You may throw the first stone if your mouth has never watered with the sight of a perfectly grilled New York strip or rump steak. Well, if you are in Uruguay I`m 100% sure that no stones will be thrown, as it is virtually impossible to resist a “parrillada”. Grilling is taken so seriously in Uruguay that even before building their own houses they build the “parrillas” (the grills).
But what makes the Uruguayans “parrillas” so special? As Chuck Stull summarizes, describing the process, as developed by his friend Tito: “As the logs burn, (in the firebox on the left) coals drop onto the brick floor of the “parrilla”. Tito then uses a poker to spread the coals under the grate holding the food. Fewer coals (on the right side of the grill) keep the temperature lower for slow cooking. Closer to the fire, it’s hotter. The grate can also be angled upward for more temperature control. New logs in the firebox replenish the supply of hot coals, so extended cooking is straightforward. Potatoes go on top of the grill wrapped in foil and sweet potatoes go directly into the coals under the fire. Everything tastes great.”
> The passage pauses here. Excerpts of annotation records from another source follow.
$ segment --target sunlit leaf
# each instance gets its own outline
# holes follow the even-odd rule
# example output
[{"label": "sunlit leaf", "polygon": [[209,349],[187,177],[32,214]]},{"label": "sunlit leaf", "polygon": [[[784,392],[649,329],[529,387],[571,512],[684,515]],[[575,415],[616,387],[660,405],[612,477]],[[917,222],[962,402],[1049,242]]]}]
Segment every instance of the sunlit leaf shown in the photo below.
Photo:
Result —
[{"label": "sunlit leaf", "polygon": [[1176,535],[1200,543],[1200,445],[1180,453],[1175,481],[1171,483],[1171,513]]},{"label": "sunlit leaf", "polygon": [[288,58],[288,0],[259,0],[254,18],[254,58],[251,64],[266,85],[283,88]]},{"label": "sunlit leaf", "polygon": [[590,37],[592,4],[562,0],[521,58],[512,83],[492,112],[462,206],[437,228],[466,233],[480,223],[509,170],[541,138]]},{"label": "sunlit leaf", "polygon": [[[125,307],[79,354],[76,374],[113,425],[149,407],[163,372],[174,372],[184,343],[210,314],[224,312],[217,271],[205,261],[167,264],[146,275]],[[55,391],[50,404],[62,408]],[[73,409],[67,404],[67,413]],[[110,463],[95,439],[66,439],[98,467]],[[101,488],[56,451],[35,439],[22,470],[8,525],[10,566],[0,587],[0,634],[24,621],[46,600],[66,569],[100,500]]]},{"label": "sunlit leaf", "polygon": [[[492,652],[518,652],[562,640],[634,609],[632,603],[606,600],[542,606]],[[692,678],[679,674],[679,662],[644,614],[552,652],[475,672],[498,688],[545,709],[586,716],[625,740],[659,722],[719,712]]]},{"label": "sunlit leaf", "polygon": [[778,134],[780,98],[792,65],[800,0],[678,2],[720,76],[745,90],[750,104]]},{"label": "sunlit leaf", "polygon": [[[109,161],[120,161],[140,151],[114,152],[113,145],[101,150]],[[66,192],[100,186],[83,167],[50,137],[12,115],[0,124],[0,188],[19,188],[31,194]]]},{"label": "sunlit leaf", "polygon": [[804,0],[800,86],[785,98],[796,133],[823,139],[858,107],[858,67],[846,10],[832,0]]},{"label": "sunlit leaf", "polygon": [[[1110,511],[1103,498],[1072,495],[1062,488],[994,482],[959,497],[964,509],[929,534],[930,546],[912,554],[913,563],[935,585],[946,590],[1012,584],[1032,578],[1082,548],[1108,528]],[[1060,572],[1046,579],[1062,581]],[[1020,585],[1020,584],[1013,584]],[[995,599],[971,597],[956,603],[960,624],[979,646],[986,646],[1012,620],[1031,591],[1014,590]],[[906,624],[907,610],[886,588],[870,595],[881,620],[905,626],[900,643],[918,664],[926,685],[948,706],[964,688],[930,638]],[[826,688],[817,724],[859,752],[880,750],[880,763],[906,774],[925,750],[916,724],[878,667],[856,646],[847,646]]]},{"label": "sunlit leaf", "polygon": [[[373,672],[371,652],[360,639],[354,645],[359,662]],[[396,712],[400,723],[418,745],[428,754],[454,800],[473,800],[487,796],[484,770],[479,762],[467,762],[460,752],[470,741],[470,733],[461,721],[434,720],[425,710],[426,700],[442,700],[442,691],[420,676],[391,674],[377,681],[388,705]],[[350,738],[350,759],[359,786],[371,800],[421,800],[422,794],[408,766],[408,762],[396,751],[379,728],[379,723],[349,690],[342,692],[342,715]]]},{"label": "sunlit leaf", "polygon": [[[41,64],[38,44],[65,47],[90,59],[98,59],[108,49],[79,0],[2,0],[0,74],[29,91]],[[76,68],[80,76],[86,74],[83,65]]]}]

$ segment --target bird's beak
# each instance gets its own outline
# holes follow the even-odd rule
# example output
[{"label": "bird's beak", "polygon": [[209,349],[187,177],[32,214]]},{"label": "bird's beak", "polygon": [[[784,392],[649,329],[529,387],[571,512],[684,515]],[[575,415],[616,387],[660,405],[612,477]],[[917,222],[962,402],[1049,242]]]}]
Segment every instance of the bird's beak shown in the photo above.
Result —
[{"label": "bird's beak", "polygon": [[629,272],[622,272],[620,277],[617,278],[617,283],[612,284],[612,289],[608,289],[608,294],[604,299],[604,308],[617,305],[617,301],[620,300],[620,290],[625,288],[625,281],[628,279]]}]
Since the food is cooked only on fully burned charcoal, there is less smoke and hence the taste is much more preserved.
Commercial “parrillas” are, of course, much larger than the one depicted in the above picture, and can be found all over Uruguay. All I have to do is to drive a couple of hours (as I live a little bit more than 200 km from the Uruguayan border) and find myself in the city of Chuy where I can mix pleasure with pleasure, that is, I can simultaneously enjoy a “parrilla” and do some wonderful shopping.
Chuy is a small town with a population of around 10,000. Although rather small it’s a busy commercial area, as the government allowed the existence of several duty-free shops, making the trip a not to be missed opportunity for buying electronics, perfumes and, what brings me here most often, wine (specially from Chile and Argentina, but also from Italy, France and a few other countries).
The “parrillas” found in Chuy are not among the best ones, specially considering what you can find in Montevideo, for example (I’ll write a bit about them at another occasion), but the meat in Uruguay is always of top quality. This time I went to “Entrecot”, a new “parrilla” right at the main street (Av. Brasil – GPS: 33.693023 Lat S, 53.452445 Long W) (Please, check the “update” at the end of this post).
To prepare a “parrillada” all you need is good meat (Uruguay is plenty of that), sea salt and the “parrilla”, of course. If you want to see a movie on the process take a look at http://comida-y-bebida.practicopedia.com/como-hacer-una-parrillada-326
For lunch I had some traditional cuts, like ribs and a New York strip, and also adventured myself into “rinones” (kidneys), “chinchulin” (intestines) “molleja” (tymus gland) (these are the first 3 meats put on the grill in the above video) and “morcilla” (blood sausage).
We paid US$ 15,00/person for a service of the type “eat as much as you can”, including beer. A real bargain.
UPDATE: Last weekend (December 5th, 2009) I’ve returned to Chuy looking for some Christmas gifts, and once again had lunch at “Entrecot”. Don’t waste your time, the place is simply terrible now. Bad, really bad. Guess I’ll have to look for other options. It seems that “Spetu’s”, on the Brazilian side of the border, is the place to eat now. Haven’t been there though.